Model Street Manual: A road map to sustainable transportation planning (L.A. Streetsblog)
Progressive transportation planners heralded the launch last week of the Model Streets Manual for L.A. County. Funded by a grant from the L.A. County Department of Public Health, the manual will serve as a guide for cities that want to create safer and healthier streets for their cities. L.A. Streetsblog has an in depth look at who’s behind the manual and what’s in it. Two particularly noble looking objectives: “Provide transportation options for people of all ages, physical abilities, and income levels,” and “Enhance the safety and security of streets, from both a traffic and personal perspective.” The manual is free to download in PDF, Word or Adobe InDesign format here.

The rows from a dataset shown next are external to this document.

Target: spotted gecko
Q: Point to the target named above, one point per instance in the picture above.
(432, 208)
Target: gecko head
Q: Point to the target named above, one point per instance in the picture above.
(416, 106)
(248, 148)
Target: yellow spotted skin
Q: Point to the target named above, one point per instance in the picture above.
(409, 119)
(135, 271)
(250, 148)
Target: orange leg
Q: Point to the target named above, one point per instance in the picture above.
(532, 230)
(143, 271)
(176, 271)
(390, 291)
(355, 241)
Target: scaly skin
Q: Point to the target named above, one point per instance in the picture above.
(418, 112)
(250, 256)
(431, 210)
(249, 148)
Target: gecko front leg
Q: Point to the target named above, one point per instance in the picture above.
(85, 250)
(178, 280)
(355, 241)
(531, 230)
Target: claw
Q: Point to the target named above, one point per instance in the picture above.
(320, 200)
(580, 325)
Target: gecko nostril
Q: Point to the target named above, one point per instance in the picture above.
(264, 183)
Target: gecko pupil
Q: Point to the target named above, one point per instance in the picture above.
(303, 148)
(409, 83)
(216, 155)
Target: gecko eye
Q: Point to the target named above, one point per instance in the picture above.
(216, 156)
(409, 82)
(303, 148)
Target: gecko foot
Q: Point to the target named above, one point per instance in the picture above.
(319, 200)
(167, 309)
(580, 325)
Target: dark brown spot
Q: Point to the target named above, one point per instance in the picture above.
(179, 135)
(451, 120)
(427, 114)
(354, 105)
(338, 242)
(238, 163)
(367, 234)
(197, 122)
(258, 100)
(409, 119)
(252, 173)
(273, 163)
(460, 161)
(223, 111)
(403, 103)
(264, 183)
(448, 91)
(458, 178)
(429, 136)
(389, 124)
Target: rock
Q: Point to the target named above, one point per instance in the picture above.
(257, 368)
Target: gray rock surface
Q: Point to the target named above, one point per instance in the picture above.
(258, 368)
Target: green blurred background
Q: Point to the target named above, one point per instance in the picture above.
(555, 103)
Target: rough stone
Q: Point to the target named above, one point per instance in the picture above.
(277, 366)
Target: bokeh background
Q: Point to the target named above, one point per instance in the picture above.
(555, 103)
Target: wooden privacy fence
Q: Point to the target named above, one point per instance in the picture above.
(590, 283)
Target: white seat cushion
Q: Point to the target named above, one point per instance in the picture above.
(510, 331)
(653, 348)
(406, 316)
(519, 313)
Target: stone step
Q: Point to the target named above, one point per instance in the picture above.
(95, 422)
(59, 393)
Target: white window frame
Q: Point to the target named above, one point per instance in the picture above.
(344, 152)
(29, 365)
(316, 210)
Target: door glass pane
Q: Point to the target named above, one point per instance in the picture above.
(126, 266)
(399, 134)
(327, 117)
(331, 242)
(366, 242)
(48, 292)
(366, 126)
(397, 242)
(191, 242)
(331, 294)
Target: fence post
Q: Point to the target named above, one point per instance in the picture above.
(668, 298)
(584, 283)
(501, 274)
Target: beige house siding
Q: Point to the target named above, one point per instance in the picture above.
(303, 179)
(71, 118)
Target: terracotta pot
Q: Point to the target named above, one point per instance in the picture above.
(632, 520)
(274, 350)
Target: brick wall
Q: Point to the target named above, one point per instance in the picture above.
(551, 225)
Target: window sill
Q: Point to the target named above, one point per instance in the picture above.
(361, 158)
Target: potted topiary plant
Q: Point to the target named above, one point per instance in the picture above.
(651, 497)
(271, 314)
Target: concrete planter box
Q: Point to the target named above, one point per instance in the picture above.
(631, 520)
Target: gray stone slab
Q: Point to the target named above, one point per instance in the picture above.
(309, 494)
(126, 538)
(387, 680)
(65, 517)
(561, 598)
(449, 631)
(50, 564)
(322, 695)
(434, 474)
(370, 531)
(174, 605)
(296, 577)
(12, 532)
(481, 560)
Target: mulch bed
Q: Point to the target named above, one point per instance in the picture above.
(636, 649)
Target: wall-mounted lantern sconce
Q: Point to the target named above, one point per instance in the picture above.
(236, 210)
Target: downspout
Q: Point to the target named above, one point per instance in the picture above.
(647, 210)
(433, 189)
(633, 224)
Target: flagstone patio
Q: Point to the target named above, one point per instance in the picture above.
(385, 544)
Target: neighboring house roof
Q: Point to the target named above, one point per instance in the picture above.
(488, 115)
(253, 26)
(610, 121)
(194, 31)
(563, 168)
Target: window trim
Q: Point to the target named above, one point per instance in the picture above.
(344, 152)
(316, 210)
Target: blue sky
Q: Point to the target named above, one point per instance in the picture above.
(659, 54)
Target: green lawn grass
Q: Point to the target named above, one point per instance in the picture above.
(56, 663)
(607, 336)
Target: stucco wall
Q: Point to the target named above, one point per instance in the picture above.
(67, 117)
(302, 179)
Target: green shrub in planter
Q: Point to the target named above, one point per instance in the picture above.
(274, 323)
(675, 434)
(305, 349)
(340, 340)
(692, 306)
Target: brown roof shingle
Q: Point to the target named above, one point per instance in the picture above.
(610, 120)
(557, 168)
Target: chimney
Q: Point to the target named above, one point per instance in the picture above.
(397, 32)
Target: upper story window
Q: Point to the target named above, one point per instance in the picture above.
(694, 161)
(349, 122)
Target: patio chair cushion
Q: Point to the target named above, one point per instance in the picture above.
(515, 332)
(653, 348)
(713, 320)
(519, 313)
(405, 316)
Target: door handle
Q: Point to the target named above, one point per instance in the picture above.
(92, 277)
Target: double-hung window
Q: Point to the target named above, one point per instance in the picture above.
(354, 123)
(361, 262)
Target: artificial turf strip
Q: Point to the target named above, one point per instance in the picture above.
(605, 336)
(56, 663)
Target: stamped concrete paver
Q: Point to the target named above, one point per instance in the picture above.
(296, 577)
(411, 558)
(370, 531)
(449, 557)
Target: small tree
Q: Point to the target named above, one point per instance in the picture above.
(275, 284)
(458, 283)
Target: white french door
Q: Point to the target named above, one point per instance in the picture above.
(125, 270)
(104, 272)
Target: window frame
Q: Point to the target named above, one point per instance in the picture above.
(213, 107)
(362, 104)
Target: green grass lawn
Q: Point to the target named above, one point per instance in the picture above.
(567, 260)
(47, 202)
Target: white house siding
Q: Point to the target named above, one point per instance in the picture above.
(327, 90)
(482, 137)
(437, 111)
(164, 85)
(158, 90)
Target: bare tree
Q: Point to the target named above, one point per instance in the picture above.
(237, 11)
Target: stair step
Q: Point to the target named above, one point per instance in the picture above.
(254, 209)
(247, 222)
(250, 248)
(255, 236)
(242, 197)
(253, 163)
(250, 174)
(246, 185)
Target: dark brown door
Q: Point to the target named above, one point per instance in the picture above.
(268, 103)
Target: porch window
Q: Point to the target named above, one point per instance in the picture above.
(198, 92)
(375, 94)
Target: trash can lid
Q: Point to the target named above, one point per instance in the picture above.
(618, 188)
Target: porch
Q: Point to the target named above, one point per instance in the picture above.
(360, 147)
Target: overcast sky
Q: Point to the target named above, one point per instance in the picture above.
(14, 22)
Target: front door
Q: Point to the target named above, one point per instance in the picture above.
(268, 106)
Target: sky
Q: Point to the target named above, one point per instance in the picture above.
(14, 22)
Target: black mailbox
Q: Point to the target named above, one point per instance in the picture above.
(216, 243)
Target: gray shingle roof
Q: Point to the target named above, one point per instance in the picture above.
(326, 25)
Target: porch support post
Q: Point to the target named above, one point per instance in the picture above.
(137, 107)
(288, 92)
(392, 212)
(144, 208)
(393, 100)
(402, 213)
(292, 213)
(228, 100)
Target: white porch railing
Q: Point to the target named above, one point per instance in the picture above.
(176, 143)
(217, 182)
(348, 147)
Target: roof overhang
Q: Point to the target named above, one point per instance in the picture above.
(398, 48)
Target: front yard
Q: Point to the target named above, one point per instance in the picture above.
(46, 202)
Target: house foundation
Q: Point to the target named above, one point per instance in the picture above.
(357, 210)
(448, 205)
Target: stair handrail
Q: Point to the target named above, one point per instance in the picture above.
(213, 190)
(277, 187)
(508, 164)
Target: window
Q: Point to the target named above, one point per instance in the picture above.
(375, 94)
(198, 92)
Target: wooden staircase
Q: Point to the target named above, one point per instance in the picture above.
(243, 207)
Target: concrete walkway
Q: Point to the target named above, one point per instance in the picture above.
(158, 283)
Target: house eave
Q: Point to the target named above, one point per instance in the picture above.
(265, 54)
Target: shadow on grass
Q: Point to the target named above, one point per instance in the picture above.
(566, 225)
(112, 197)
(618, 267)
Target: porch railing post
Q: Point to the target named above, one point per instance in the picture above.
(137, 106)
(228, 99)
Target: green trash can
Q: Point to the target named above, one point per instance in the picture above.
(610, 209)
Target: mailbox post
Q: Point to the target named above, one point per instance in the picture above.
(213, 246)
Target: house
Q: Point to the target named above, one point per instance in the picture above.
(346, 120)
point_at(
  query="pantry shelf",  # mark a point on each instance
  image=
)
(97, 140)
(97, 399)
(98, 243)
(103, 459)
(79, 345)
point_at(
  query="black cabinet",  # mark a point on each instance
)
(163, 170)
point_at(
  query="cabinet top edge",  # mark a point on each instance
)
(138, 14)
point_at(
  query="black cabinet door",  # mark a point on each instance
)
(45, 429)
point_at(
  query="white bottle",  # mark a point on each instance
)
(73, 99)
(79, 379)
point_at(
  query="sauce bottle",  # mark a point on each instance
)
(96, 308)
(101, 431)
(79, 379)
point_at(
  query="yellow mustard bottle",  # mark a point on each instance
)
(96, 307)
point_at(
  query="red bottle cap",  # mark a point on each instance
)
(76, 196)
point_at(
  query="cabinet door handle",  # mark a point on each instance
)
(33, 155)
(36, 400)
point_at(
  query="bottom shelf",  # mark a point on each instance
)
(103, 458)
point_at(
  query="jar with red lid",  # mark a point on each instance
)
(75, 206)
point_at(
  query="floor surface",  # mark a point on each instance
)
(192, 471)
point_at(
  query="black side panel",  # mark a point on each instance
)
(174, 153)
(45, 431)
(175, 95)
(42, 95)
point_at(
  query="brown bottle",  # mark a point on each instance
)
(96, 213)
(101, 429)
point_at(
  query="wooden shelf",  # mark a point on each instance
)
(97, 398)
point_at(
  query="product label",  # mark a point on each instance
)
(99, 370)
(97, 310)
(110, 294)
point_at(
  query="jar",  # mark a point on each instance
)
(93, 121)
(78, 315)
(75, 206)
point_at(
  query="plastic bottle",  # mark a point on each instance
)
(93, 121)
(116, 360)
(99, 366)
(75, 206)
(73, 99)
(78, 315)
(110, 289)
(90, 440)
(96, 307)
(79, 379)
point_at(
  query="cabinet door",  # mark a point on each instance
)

Talk about unintended consequences! A UC Berkeley study found that, when hybrid vehicle drivers lost the perk of driving in the carpool lane, traffic got worse for everyone — even carpools. Apparently, when non-carpool lanes slow down — as they did when hybrids were reintroduced — the adjacent carpool lanes slow up too, because cars have to slow down and speed up more to get in and out of the carpool lane. The percentage of L.A. County motorists carpooling also dropped in the past decade. Related phenomenon? And here’s a related post: Another look at how we get to work in Los Angeles County.
Packed parking lots pinch [D.C.] Metro riders (Washington Examiner)
Here’s the crux of the problem: “[D.C.] Metro has 58,323 parking spots, but an estimated 80,000 riders out of the peak rush of 250,000 seek parking each weekday morning.” Building more parking garages for suburban stations would cost D.C. Metro about $25,000 per space – a pretty typical figure nationally. On top of that, some transit officials argue that scarce real estate should be used for transit oriented development, not storing people’s cars. One more reason that transit planners everywhere are looking to enhance pedestrian, cycling and bus connections to rail.